3°) de mettre à la charge de l'État une somme de 1 000 euros, à verser à son conseil, en application de l'article L. 761-1 du code de justice administrative et 37 de la loi du 10 juillet 1991.

Elle soutient que :

- l'urgence est caractérisée, en raison des conséquences liées à sa situation irrégulière ;

- elle a droit à la délivrance d'une attestation de prolongation de l'instruction de sa demande de titre l'autorisant à séjourner sur le territoire français.

La préfète de l'Essonne, à qui a été communiquée la requête, n'a pas produit de mémoire en défense.

Vu les autres pièces du dossier.

Vu :

- le code de l'entrée et du séjour des étrangers et du droit d'asile ;

- le code de justice administrative.

La présidente du tribunal a désigné Mme C pour statuer sur les demandes de référé.

Considérant ce qui suit :

1. Mme A B, ressortissante marocaine née le 14 avril 1988 est entrée en France le 20 février 2024, sous couvert d'un visa de long séjour expirant le 14 mai 2024. Elle a déposé le 24 février 2024 une demande de titre de séjour auprès de la préfecture de l'Essonne. Sans information sur l'instruction de sa demande, et sans qu'aucun récépissé de demande de titre de séjour ne lui ait été délivré, elle demande au juge des référés, statuant sur le fondement de l'article L. 521-3 du code de justice administrative, d'enjoindre à la préfète de l'Essonne de lui délivrer une attestation de prolongation de l'instruction de sa demande.

2. Aux termes de l'article L. 521-3 du code de justice administrative : " En cas d'urgence et sur simple requête qui sera recevable même en l'absence de décision administrative préalable, le juge des référés peut ordonner toutes autres mesures utiles sans faire obstacle à l'exécution d'aucune décision administrative ". Aux termes de l'article L. 522-3 du même code : " Lorsque la demande ne présente pas un caractère d'urgence ou lorsqu'il apparaît manifeste, au vu de la demande, que celle-ci ne relève pas de la compétence de la juridiction administrative, qu'elle est irrecevable ou qu'elle est mal fondée, le juge des référés peut la rejeter par une ordonnance motivée sans qu'il y ait lieu d'appliquer les deux premiers alinéas de l'article L. 522-1 ".

3. En vertu des articles R. 432-1 et R. 432-2 du code de l'entrée et du séjour en France des étrangers, le silence gardé par l'administration pendant plus de quatre mois sur une demande de titre de séjour vaut décision implicite de rejet de cette demande.

4. Il ressort des pièces du dossier que Mme B a déposé, le 24 février 2024, auprès des services de la préfète de l'Essonne une demande tendant à la délivrance d'un titre de séjour en qualité de parent d'enfant français, demande sur laquelle il n'a pas encore été statué.
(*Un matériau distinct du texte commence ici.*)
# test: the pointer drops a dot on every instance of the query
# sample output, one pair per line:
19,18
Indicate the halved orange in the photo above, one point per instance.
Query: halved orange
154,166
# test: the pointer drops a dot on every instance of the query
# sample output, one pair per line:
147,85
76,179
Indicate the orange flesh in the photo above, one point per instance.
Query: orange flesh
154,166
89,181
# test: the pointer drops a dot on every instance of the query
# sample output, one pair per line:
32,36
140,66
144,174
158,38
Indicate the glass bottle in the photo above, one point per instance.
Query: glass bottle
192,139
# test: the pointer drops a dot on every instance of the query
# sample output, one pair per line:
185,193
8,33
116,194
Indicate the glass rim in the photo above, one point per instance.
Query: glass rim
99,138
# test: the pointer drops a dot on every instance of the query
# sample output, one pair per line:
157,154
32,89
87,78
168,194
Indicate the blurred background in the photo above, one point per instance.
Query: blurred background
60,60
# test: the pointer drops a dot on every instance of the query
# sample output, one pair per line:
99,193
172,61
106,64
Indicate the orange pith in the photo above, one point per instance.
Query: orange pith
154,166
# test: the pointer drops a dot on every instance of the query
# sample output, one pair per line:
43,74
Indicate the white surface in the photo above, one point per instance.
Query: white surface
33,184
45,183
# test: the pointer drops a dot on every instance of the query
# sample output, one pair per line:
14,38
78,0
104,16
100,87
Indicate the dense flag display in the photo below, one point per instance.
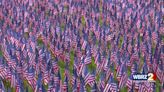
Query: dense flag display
80,45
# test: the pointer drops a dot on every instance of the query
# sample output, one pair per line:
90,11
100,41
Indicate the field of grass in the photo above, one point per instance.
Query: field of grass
62,67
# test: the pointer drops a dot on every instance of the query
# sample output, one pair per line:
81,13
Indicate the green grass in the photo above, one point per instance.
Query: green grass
91,67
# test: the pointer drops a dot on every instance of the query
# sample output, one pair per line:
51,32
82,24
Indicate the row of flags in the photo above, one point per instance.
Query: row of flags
113,35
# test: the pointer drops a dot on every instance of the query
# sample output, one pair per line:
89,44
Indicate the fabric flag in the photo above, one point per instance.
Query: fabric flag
129,82
110,86
123,80
65,85
88,78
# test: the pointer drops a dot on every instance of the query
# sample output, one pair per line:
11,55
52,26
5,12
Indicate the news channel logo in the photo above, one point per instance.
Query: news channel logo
150,77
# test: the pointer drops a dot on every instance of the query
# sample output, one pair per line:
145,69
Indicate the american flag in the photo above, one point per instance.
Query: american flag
88,59
110,86
13,79
65,85
129,83
123,80
3,71
101,83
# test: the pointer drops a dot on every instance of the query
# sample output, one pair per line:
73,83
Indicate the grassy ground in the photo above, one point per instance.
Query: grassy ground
62,68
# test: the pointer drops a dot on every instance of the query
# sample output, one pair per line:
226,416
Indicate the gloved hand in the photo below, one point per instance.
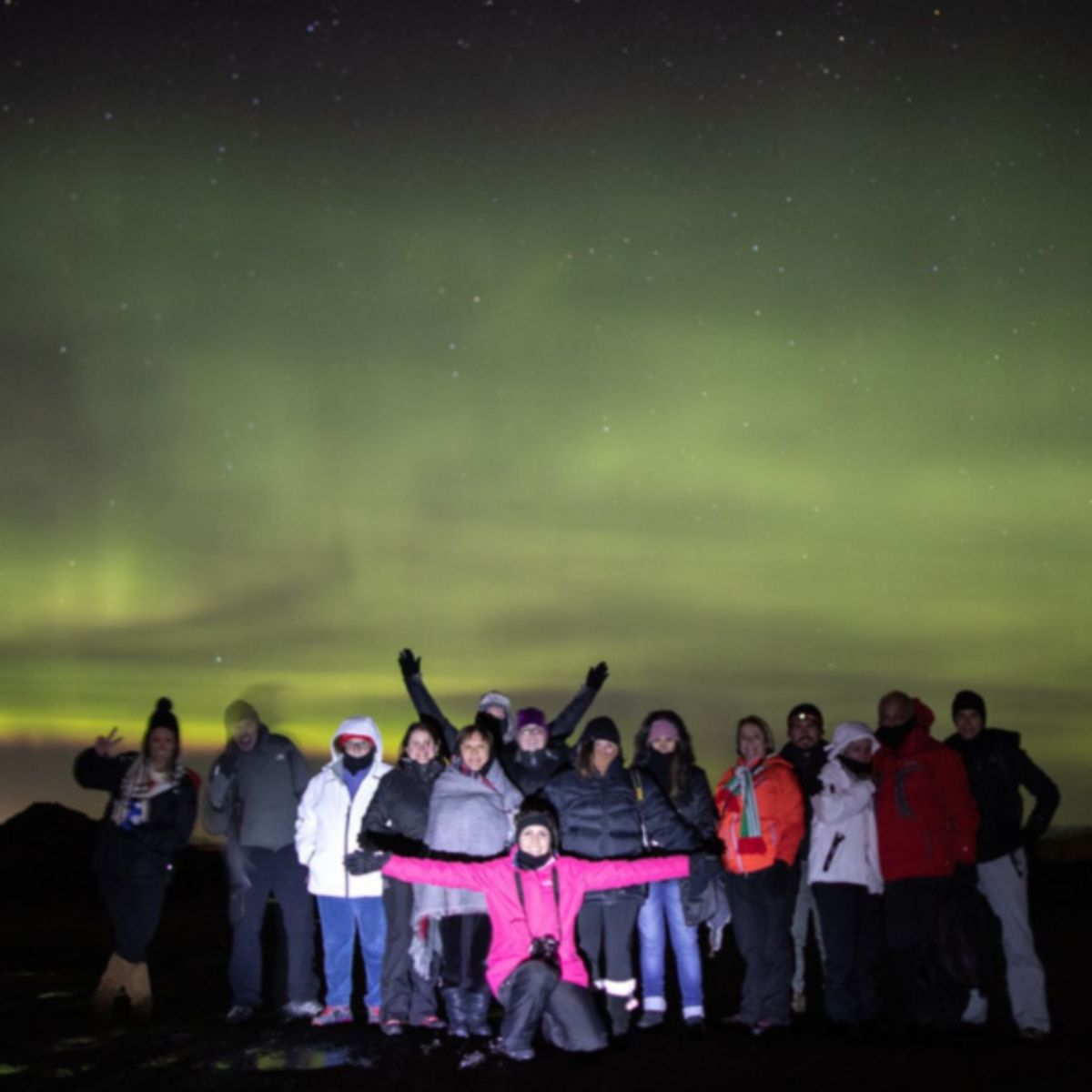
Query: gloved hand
364,862
596,676
225,764
409,663
704,868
Eu égard aux dispositions des articles R. 431-1 et R. 431-2 du code de l'entrée et du séjour des étrangers et du droit d'asile, la préfète de l'Essonne doit être regardée comme ayant implicitement rejeté la demande présentée par Mme B à l'expiration d'un délai de quatre mois suivant sa présentation. Il suit de là que la mesure demandée par la requérante, tendant à ce que la préfète de l'Essonne lui délivre une attestation de prolongation d'instruction de sa demande, aurait pour effet, en méconnaissance des dispositions précitées de l'article L. 521-3 du code de justice administrative, de faire obstacle à l'exécution d'une décision administrative, à l'encontre de laquelle l'intéressée dispose par ailleurs de la possibilité d'exercer un recours pour excès de pouvoir.

5. Il résulte de ce qui précède que la requête de Mme B doit être rejetée en toutes ses conclusions en application des dispositions précitées de l'article L. 522-3 du code de justice administrative.

O R D O N N E :

Article 1er : La requête de Mme B est rejetée.
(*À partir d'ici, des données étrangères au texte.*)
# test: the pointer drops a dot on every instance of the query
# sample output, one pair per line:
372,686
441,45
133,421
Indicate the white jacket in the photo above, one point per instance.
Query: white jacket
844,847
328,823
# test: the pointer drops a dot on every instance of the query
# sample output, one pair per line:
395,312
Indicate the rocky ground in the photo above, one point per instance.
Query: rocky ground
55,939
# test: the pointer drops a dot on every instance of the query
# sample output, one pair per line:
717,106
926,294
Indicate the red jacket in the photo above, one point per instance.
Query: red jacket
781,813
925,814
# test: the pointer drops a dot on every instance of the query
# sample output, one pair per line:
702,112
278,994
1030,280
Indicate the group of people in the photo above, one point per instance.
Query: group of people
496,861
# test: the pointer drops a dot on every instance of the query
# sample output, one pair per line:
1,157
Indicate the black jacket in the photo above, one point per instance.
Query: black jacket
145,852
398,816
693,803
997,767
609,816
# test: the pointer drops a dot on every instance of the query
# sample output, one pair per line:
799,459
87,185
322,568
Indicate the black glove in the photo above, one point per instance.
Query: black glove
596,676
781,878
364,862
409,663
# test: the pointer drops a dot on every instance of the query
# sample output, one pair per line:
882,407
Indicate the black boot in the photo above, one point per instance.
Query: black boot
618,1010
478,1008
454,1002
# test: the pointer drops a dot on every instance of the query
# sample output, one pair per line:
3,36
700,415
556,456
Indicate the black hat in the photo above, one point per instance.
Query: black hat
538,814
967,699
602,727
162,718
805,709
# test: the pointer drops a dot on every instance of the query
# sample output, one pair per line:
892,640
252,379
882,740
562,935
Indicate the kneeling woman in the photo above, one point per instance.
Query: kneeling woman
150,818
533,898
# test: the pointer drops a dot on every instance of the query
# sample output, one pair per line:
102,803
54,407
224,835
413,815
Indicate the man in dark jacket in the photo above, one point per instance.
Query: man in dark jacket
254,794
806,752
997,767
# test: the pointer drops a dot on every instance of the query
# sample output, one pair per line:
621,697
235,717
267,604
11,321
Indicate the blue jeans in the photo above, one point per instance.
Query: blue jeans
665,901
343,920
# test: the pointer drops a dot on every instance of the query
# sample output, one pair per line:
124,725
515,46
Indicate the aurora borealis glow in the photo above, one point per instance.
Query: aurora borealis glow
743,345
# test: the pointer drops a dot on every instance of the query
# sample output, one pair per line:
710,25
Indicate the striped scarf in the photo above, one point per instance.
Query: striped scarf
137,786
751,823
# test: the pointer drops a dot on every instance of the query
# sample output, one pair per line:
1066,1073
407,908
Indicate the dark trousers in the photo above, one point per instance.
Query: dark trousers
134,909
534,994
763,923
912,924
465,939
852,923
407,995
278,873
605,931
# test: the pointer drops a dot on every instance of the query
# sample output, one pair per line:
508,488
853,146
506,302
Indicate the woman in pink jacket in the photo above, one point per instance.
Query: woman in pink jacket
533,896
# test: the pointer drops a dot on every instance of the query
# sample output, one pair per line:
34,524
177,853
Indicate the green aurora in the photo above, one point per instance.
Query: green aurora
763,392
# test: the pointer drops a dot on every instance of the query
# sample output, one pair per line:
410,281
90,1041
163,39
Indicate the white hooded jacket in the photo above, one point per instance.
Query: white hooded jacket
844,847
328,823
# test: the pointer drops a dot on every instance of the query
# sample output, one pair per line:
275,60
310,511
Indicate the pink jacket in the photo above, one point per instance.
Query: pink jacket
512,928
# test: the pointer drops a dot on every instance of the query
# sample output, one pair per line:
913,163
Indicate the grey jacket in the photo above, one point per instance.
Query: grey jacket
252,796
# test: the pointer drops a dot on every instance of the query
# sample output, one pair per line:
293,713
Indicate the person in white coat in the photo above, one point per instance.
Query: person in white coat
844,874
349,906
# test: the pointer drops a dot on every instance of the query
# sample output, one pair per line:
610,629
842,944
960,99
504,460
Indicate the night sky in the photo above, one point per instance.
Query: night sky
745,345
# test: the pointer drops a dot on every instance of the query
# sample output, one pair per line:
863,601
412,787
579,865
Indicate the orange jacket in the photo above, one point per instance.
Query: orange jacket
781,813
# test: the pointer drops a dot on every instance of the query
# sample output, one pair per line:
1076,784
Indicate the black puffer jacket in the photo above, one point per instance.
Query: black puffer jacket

Article 2 : La présente ordonnance sera notifiée à Mme A B et au ministre de l'intérieur et des outre-mer.

Copie en sera adressée à la préfète de l'Essonne.

Fait à Versailles, le 3 juillet 2024.

Le juge des référés,

signé

B. C

La République mande et ordonne au ministre de l'intérieur et des outre-mer en ce qui le concerne ou à tous commissaires de justice à ce requis en ce qui concerne les voies de droit commun contre les parties privées, de pourvoir à l'exécution de la présente décision.